In spring 2018, the couple appeared in a Google Duo commercial continuing the joke. There, Legend appeared in Arthur’s iconic yellow sweater.
“Arthur!” Teigen yelled in between giggles about her husband’s yellow sweater, white button-down shirt and blue pants.
“Who’s Arthur?” replied Legend, seemingly clueless that he was stealing the animated character’s look.
Arthur came to a conclusion in February 2022, after 25 seasons.

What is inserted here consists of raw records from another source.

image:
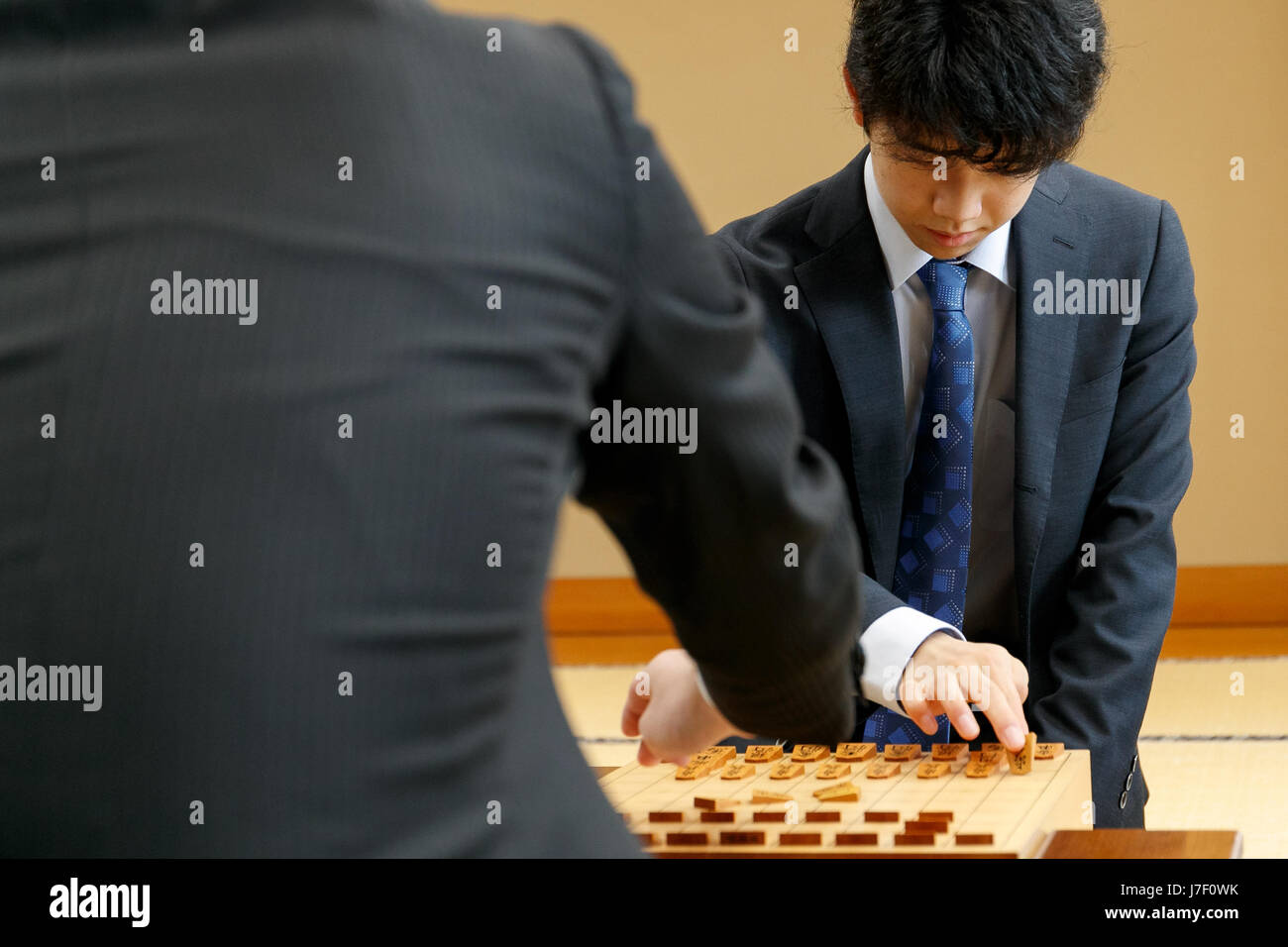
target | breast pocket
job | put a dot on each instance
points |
(1093, 395)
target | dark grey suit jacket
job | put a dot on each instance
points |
(1102, 441)
(356, 451)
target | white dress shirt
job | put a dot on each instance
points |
(889, 642)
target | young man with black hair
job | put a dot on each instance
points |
(996, 347)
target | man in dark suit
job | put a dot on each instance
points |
(996, 347)
(307, 311)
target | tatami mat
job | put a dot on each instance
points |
(1235, 781)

Screenwriter Kathy Waugh developed the series based on the books by Marc Brown, with the first episode premiering on Oct. 10, 1996. The show is the longest-running children’s animated series in the U.S. Through its conclusion, it was the second-longest-running animated series in the country, behind The Simpsons
In 2019, Brown told PEOPLE that the hit show succeeded through the years because its producers always found new ways to expand the minds of its viewers.

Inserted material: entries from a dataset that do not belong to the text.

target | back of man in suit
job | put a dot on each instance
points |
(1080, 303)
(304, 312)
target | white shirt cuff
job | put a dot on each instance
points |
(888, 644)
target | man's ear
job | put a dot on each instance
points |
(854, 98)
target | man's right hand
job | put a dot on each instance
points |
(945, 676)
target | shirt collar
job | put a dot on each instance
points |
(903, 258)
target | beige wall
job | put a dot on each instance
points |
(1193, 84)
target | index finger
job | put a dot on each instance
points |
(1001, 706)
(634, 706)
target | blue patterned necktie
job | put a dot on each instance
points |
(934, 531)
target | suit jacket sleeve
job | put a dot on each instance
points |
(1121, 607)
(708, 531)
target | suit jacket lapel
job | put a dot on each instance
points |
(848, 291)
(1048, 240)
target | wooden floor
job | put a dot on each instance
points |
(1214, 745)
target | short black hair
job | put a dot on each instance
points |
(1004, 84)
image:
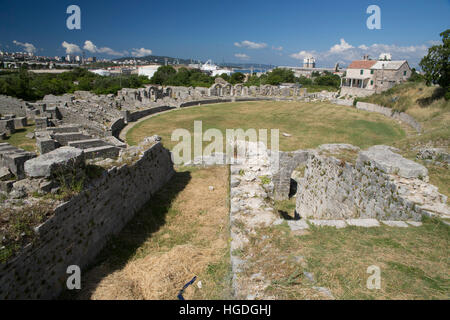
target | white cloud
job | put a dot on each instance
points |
(342, 46)
(242, 56)
(142, 52)
(343, 53)
(28, 47)
(71, 48)
(250, 45)
(91, 47)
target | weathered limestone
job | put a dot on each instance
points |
(79, 228)
(54, 162)
(41, 123)
(111, 152)
(392, 163)
(64, 138)
(86, 144)
(434, 155)
(251, 187)
(7, 126)
(14, 159)
(381, 185)
(288, 162)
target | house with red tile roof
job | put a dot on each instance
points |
(366, 77)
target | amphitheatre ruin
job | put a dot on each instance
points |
(347, 176)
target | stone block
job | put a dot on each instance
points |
(87, 144)
(64, 138)
(398, 224)
(102, 152)
(45, 145)
(7, 126)
(384, 159)
(20, 123)
(41, 123)
(16, 161)
(55, 162)
(366, 223)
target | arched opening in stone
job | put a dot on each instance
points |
(293, 188)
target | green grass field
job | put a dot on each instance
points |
(309, 124)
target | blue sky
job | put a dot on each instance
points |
(279, 32)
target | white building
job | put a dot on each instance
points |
(101, 72)
(148, 71)
(365, 77)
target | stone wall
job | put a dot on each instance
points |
(10, 105)
(356, 92)
(401, 116)
(288, 162)
(80, 228)
(380, 185)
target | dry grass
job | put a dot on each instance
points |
(190, 239)
(310, 124)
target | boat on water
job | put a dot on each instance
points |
(214, 70)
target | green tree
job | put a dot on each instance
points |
(436, 64)
(237, 77)
(415, 76)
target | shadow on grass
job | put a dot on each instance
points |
(123, 247)
(438, 93)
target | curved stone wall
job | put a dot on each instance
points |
(80, 228)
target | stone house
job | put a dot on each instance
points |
(366, 77)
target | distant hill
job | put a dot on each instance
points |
(170, 60)
(158, 59)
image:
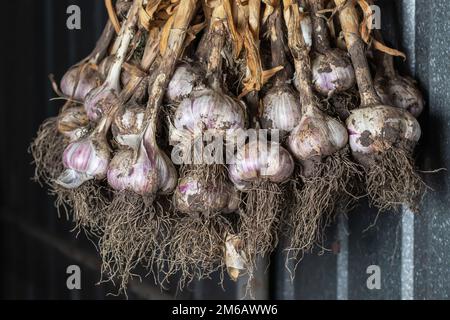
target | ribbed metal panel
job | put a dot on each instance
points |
(412, 251)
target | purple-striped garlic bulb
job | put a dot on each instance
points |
(100, 100)
(373, 129)
(193, 196)
(144, 171)
(260, 161)
(185, 79)
(87, 158)
(128, 125)
(317, 135)
(332, 70)
(400, 92)
(73, 123)
(207, 109)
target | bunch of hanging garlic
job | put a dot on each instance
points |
(130, 151)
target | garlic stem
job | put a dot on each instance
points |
(300, 53)
(321, 39)
(355, 45)
(127, 32)
(182, 18)
(277, 46)
(216, 38)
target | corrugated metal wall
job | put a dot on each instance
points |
(412, 251)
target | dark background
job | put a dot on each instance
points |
(36, 247)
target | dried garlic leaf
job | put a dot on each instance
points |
(365, 32)
(165, 34)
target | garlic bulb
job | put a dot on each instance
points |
(128, 124)
(281, 109)
(194, 196)
(80, 80)
(400, 92)
(332, 72)
(85, 160)
(73, 123)
(317, 134)
(100, 100)
(184, 80)
(373, 129)
(144, 172)
(208, 109)
(260, 161)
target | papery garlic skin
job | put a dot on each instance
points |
(125, 173)
(332, 72)
(80, 80)
(260, 161)
(100, 101)
(373, 129)
(146, 172)
(84, 160)
(281, 109)
(192, 196)
(128, 125)
(73, 123)
(400, 92)
(208, 109)
(184, 80)
(317, 135)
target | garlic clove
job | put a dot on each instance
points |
(128, 125)
(317, 134)
(258, 162)
(126, 173)
(71, 179)
(184, 80)
(100, 101)
(281, 109)
(89, 156)
(73, 123)
(373, 129)
(332, 72)
(208, 109)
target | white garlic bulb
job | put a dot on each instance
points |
(281, 109)
(260, 160)
(400, 92)
(332, 72)
(208, 109)
(184, 80)
(317, 134)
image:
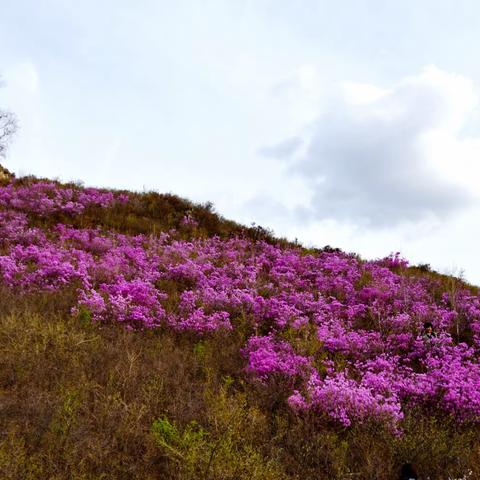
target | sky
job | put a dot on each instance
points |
(354, 124)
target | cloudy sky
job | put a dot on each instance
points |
(351, 123)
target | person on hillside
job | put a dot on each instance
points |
(407, 472)
(428, 333)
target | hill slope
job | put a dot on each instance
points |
(144, 336)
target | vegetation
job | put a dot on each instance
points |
(179, 376)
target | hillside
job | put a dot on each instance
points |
(144, 336)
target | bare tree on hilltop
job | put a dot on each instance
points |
(8, 126)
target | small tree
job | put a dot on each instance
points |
(8, 126)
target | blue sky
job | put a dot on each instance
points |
(349, 123)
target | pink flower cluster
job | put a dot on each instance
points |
(344, 334)
(45, 198)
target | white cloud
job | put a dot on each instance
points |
(382, 157)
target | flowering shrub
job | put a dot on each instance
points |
(364, 319)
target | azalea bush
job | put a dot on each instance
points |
(342, 334)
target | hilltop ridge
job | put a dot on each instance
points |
(145, 336)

“When we began Arthur 22 years ago, the agenda we began with was to make children want to read. And it worked!” the author said at the time. “So each year, the writers and the producers sit down to decide what kind of subject matter we want to deal with. After 22 years you think, ‘We’ve done it all!’ Yet, here was another opportunity! It sill excites me that we can come up with stories that are going to be interesting and helpful to children.”